Based on Lucy Maud Montgomery’s popular series Anne of Green Gables, Netflix’s Anne with an E was incredibly well-received. The show follows the story of the adoption of orphan Ann(e). She is wide-eyed, optimistic, dramatic, and we’re here for it. She is the harbinger of joy and color in the otherwise unexciting lives of Marilla and Matthew Cuthbert. The books follow her misadventures, her friendships, and her purple prose. More lighthearted than the show, the books generally focus on Anne’s development as a character and the change in the mindset of the people of Avonlea towards orphans.

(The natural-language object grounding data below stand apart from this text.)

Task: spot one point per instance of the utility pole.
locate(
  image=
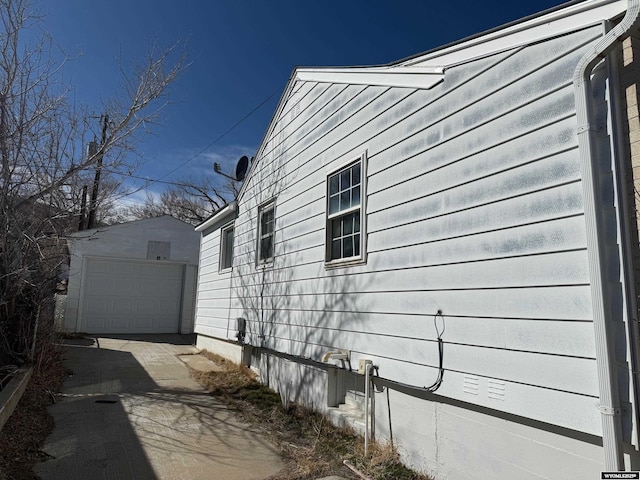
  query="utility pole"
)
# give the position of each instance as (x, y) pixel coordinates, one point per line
(93, 204)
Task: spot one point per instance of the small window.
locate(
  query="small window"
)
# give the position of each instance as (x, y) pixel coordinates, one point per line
(344, 213)
(226, 247)
(266, 232)
(158, 250)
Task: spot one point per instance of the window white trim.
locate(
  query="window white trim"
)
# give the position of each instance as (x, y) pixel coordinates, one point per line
(225, 263)
(339, 207)
(265, 240)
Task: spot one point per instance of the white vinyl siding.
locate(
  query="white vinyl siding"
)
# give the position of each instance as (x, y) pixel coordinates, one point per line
(473, 206)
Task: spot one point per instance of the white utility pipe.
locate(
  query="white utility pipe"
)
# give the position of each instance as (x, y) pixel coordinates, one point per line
(603, 328)
(367, 393)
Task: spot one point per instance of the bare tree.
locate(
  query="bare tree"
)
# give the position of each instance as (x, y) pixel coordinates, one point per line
(43, 160)
(190, 200)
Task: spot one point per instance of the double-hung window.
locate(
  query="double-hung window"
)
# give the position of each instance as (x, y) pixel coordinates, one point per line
(266, 232)
(226, 247)
(345, 223)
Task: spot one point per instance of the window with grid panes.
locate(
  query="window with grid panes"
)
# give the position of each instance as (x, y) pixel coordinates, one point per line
(266, 232)
(344, 213)
(226, 247)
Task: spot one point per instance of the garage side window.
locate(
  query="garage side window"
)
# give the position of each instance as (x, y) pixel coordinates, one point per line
(226, 247)
(266, 232)
(345, 222)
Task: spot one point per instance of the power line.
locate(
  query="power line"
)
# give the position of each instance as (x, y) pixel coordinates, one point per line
(233, 127)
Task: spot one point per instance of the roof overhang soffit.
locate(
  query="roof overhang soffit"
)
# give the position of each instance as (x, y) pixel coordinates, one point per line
(409, 77)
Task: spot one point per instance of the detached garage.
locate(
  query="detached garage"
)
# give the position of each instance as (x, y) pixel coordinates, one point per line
(135, 277)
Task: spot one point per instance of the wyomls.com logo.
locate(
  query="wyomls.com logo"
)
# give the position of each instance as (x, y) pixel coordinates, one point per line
(620, 475)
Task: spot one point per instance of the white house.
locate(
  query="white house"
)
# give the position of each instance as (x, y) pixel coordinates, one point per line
(464, 220)
(134, 277)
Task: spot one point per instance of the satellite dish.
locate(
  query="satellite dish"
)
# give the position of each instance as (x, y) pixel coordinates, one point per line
(241, 168)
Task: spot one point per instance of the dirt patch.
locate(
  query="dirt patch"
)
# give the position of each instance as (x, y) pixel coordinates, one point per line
(30, 424)
(310, 444)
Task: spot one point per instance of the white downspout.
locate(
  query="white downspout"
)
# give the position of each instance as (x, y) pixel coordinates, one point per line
(367, 394)
(605, 352)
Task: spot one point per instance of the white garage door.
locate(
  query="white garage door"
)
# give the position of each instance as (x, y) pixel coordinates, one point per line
(131, 296)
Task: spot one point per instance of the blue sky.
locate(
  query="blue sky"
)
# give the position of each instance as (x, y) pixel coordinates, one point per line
(242, 53)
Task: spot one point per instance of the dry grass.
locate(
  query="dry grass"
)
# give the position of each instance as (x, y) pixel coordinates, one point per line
(311, 445)
(30, 424)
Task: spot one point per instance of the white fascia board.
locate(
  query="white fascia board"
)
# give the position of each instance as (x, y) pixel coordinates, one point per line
(396, 76)
(218, 217)
(539, 28)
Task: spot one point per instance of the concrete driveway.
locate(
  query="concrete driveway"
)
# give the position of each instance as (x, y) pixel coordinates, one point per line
(131, 411)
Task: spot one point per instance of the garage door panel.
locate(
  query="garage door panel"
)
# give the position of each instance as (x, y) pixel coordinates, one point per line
(132, 297)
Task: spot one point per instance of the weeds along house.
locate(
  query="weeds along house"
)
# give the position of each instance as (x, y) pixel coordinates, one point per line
(490, 180)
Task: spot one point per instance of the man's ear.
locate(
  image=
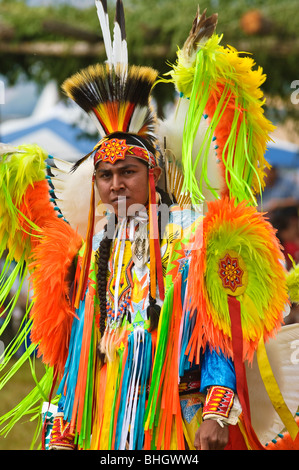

The show, on the other hand, tackles several social issues such as racial prejudice, sexism, slavery, something the books shy away from. It also vividly portrays the trauma that Anne previously experienced while working as a “nanny”, as well as how that affected her as a young girl.
While the show takes generous liberties with the narrative, it does so in an extremely refined manner. Text-to-screen adaptations tend to fail spectacularly on this front, with the adaptations being borderline unwatchable. The creators remain true to the characters with everyone having their own arcs.
Even when adding new plot points and characters, it makes sure that they are well-developed and not hasty additions made to fill a quota or made to call the show “original”.
Both the book series and the show have left an everlasting impact on me. They are both perfect coming-of-age stories, with the show adapting the narrative to fit the modern context.